人は人生で一度しか死ねないのである。死ぬということは、人が本質的にものを考え始める絶好のチャンスなのである。死とは何か、自分とは何か、宇宙があるとはどういうことか。

「本質的にものを考える」というのは、どういうことを言っているのか、ということを置いておいて、私は基本的に、この考え方には共感する。そのうえで、奥山さんは死を目前にして、「ものを考え」ておられましたよ、と言いたい。彼の最期が、「見て見て、オレを見て!」というスタイルであったと、それを見て池田さんは、「ひどく空しくなった」と書く。そして・・

その人生で、この人は、自分を生きたことになるのだろうか。生ききったように見えて、じつは生き損なったのではなかろうか。

「自分を生きる」ということは、人それぞれ。
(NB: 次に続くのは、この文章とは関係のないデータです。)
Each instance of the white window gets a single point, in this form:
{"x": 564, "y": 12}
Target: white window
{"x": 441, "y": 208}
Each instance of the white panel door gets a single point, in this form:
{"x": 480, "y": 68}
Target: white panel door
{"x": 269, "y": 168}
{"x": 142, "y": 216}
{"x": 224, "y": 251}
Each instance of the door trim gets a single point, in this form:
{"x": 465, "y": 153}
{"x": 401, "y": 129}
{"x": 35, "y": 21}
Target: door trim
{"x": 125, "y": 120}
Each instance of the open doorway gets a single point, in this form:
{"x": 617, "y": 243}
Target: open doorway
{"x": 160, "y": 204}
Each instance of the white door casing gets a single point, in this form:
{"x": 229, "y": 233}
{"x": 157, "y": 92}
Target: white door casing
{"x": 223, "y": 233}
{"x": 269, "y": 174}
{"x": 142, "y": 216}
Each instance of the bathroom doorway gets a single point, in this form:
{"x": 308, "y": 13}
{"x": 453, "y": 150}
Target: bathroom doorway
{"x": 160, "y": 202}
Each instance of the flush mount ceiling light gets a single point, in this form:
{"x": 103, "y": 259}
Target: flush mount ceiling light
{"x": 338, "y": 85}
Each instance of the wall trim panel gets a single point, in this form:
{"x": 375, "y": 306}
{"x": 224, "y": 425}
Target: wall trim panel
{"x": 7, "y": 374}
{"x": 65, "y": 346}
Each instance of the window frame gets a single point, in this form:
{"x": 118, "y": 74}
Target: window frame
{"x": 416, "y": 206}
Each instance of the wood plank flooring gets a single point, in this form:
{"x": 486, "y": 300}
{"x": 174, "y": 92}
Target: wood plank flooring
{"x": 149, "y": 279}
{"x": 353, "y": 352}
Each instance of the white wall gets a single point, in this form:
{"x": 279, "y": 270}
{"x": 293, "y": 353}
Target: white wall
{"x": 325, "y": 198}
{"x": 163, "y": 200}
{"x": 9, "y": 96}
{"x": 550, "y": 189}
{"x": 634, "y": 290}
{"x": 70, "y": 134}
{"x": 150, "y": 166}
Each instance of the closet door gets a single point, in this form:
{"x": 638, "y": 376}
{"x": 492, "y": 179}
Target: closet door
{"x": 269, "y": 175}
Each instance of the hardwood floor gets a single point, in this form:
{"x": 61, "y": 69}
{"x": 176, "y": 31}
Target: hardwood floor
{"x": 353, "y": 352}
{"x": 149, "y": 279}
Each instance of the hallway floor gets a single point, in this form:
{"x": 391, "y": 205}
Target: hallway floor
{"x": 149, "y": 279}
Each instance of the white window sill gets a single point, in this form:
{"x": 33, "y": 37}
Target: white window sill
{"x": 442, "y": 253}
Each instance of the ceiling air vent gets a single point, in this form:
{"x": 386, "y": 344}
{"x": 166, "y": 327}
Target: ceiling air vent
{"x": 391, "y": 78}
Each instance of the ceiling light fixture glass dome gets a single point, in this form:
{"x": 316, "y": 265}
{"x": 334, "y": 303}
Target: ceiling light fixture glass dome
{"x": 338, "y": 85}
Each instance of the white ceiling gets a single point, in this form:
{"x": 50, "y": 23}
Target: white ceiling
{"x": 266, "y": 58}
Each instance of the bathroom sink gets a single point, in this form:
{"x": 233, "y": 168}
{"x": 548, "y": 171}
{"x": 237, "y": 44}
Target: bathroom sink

池田さんの考える「自分を生きる」が、必ずしも他の人にとってもそうだとは限らない。これほど千差万別で、全てを知ることなど不可能な、ひとりひとりの人生において…。そして、「じつは生き損なった・・・」とは、ひどい。他人の人生について、誰かにひどく危害を及ぼしたわけでもない人の人生について、どうしてこういうことが言えるのだろう。

ネットに対して以前から批判的な池田さんは、最後にこう結ぶ。「パソコンに向かって内省するなど、どだい無理に決まっているのである」。